I was twenty-two years old on August 31, 1991.

That evening, my father came home from the Supreme Soviet session in Tashkent. My father — Doctor of Economics, People’s Deputy, Chairman of the Committee on Economic Reforms — was one of those who directly participated in drafting the document. A document that, in a single session, dissolved what four generations of my family had been told: this is permanent, this is inevitable, this is indestructible. The Soviet Union — a nuclear superpower, the world’s largest state, the system that had shaped every institution, every career, every assumption about how the world works — was ending.

That same evening we all sat in front of the television and watched President Karimov’s address. The reactions in the room were different. Some did not understand what had happened. Others did not want to accept it. The world that had existed their entire lives had just ceased to exist — and they had no words for it.

What I remember most is not the celebration. It is the silence before it. For a moment, the deputies in that hall understood they had just done something irreversible. Not merely historical. Epochal.

And yet, just three months earlier, almost no one in that building — or anywhere else — had believed this was possible.

That is what I think about when I read AI governance frameworks today. Not the sophistication of the language. The silence before it.

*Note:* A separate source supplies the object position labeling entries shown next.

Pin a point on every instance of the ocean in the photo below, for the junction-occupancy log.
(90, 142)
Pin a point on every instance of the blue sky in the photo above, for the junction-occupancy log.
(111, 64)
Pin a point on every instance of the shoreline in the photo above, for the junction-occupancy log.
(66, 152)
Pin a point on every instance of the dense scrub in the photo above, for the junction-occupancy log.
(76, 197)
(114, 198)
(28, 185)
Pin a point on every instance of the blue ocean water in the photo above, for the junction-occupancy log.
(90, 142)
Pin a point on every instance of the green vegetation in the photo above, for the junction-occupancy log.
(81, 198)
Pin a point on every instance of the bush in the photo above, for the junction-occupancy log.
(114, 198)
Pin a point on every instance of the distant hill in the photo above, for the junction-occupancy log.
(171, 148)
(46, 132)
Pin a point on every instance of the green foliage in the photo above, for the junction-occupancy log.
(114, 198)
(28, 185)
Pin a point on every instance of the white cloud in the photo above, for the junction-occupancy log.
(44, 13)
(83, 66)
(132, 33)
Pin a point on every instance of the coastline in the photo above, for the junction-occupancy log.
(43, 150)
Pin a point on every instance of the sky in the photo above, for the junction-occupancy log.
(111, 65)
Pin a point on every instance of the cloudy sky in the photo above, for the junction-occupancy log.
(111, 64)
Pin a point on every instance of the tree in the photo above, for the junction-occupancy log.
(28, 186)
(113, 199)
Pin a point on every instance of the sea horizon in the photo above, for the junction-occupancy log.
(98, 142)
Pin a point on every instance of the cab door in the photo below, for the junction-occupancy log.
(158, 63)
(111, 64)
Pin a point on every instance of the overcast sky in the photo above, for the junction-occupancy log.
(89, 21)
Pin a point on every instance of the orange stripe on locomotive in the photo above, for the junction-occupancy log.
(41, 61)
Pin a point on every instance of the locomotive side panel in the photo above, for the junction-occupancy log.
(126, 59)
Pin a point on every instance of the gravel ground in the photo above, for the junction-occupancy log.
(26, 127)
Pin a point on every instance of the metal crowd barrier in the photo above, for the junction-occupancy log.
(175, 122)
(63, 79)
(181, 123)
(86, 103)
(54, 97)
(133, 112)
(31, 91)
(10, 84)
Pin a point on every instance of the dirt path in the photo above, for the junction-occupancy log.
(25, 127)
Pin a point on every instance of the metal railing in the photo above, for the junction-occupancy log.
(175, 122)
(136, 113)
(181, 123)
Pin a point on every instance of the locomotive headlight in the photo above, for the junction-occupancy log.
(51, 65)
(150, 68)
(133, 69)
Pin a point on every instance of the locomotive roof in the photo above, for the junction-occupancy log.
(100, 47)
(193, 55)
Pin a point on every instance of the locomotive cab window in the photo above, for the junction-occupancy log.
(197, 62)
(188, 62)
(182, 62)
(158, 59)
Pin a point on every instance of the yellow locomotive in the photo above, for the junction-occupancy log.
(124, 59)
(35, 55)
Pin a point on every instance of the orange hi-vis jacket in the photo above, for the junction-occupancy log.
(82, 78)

The thesis is simple: the institutions now claiming to govern artificial intelligence are replicating a pattern I have watched destroy more durable systems than themselves. They are performing control rather than exercising it. And the mechanisms of that performance — the gap between what institutions declare and what they can actually enforce — are identical to the mechanisms I have witnessed in every major systemic collapse of the past thirty-five years.


I. The Architecture of Declared Control

In the Soviet system, control was total — on paper. The state planned everything: production, prices, distribution, culture. Gosplan produced volumes of data, projections, and targets. Committees oversaw committees. Every institution reported upward through chains of supervision that, in theory, extended to the Politburo.

The enforcement gap — the space between declared authority and actual capacity — was invisible until it wasn’t.

This is not ancient history. The same architecture exists today in AI governance. The EU AI Act runs to hundreds of pages of regulatory requirements [1]. OpenAI publishes safety frameworks and model cards. Anthropic commits to responsible scaling policies. Voluntary industry coalitions multiply.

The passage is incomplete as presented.